Chinese crayfish output staying home

China’s exports of freshwater crayfish fell a whopping 88.5 percent in volume and 88 percent in value terms in the first quarter of 2018 compared to the same period last year. 

Freshwater crayfish is increasingly a purely domestic trade, heralding bad news for importers but good news for domestic vendors, for whom the species has become a hit with China’s younger consumers. 

Domestic consumption is sucking in a larger share of China’s crustacean production.
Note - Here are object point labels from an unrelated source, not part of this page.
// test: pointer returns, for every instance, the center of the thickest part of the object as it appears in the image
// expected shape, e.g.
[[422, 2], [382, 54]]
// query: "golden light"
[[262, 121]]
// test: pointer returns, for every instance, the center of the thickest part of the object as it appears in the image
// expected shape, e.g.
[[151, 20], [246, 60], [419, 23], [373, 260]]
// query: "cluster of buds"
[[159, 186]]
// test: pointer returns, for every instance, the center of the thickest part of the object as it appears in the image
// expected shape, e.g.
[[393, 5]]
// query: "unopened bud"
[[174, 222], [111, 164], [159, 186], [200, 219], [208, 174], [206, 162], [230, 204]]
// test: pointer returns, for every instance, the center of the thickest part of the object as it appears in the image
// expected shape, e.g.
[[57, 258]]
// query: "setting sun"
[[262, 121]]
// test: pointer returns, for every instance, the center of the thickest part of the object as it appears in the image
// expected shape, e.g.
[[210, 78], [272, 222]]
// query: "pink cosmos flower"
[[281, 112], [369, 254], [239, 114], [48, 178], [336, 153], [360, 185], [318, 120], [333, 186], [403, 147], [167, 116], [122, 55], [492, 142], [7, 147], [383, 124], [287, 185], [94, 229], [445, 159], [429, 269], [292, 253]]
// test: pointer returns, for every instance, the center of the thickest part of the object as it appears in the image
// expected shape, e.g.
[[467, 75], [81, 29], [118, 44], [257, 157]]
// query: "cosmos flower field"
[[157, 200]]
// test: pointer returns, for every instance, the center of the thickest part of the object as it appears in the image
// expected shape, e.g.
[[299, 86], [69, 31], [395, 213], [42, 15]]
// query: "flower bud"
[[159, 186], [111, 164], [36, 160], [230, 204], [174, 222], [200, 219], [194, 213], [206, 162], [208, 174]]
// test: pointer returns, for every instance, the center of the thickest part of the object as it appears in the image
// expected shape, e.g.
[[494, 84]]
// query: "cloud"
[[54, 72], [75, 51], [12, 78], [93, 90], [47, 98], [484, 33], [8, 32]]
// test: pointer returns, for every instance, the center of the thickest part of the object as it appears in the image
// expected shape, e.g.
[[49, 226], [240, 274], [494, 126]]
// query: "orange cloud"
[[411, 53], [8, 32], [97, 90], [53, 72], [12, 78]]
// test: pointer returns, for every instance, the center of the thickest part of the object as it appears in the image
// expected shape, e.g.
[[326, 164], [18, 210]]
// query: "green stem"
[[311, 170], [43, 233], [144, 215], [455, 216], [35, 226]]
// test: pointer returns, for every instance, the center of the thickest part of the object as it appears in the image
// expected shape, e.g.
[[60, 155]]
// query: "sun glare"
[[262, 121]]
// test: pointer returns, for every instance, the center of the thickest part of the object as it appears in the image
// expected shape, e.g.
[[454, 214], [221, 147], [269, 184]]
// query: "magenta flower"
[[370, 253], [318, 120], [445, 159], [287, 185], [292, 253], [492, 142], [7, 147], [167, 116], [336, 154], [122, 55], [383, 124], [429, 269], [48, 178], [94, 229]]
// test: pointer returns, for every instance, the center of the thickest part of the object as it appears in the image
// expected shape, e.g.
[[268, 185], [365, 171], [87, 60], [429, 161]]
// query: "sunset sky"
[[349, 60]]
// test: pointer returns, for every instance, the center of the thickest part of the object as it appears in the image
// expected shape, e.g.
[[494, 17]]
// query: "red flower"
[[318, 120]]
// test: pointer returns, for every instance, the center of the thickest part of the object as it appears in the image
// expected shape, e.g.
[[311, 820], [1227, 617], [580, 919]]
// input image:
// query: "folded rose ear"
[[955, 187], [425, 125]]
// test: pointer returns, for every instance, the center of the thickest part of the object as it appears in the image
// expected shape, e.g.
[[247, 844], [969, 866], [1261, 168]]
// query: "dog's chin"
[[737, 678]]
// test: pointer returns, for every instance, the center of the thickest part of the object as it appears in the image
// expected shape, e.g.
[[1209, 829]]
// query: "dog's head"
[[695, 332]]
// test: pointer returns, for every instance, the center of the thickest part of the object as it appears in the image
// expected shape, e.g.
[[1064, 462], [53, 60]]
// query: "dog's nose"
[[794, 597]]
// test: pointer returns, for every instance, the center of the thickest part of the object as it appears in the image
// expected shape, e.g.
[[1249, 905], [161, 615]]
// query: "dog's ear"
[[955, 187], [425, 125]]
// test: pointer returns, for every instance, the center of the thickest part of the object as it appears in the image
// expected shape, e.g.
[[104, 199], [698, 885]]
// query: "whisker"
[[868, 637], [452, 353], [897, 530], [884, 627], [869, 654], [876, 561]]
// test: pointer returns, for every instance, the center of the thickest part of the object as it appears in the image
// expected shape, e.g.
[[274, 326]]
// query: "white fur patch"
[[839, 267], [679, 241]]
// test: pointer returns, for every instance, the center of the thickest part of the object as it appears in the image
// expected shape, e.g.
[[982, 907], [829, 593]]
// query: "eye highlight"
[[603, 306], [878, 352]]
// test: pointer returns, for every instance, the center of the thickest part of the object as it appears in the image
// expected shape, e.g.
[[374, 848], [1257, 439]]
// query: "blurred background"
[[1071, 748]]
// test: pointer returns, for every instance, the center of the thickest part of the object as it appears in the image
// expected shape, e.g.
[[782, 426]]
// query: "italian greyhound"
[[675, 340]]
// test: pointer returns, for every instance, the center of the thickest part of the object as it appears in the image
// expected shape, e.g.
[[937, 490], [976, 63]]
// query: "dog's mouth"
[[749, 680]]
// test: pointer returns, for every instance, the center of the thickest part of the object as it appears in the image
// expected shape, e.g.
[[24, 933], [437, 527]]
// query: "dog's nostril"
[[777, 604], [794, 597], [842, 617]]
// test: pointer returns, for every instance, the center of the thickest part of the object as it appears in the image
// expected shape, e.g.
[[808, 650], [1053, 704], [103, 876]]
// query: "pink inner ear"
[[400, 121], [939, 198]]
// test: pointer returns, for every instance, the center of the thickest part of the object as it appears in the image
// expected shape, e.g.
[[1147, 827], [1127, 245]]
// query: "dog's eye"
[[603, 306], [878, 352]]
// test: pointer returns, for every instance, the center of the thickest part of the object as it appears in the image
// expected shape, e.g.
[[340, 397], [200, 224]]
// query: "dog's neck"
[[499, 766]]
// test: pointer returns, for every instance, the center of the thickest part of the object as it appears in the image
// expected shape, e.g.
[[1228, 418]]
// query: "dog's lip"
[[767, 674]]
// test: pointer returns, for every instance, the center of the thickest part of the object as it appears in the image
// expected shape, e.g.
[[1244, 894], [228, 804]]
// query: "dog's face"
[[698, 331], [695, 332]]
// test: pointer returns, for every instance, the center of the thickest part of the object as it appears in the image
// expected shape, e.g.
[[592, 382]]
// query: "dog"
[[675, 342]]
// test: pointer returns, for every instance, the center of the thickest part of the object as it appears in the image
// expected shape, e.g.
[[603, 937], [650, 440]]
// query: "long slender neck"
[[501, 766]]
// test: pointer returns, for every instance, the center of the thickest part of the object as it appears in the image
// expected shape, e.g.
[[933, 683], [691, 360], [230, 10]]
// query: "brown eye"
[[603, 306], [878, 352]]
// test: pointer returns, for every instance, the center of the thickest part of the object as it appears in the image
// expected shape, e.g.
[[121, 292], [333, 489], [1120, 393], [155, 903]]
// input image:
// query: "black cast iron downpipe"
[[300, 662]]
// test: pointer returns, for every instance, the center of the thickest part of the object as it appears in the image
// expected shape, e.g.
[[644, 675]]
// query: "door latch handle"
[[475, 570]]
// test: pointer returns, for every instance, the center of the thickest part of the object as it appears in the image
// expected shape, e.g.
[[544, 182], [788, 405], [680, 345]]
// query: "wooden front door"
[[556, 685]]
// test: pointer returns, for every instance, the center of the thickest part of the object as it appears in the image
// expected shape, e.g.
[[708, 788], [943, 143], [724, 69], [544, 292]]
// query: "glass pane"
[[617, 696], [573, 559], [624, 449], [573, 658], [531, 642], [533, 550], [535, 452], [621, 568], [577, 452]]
Shrimp, meanwhile, made up 10.3 percent of China’s overall seafood exports in the first quarter, with 30,010 tons exported at a value of USD 381 million (EUR 323.4 million) – up 0.37 percent and 4.24 percent, respectively. 

Chinese crayfish production, which has been promoted by local governments in central China as a higher value substitution for carp, has supplied convenience food producers in Europe but irked crustacean producers in the United States, who have complained of unfair competition from Chinese imports into America.    

The lure of crayfish for China’s young, urban spenders was made clear recently when Wen He You Culture Management Co, a restaurant operator based in central China that operates youth-focused crayfish and meat restaurants, last month sold a six-percent stake to the Tangrenshen Group, one of China’s biggest agricultural conglomerates.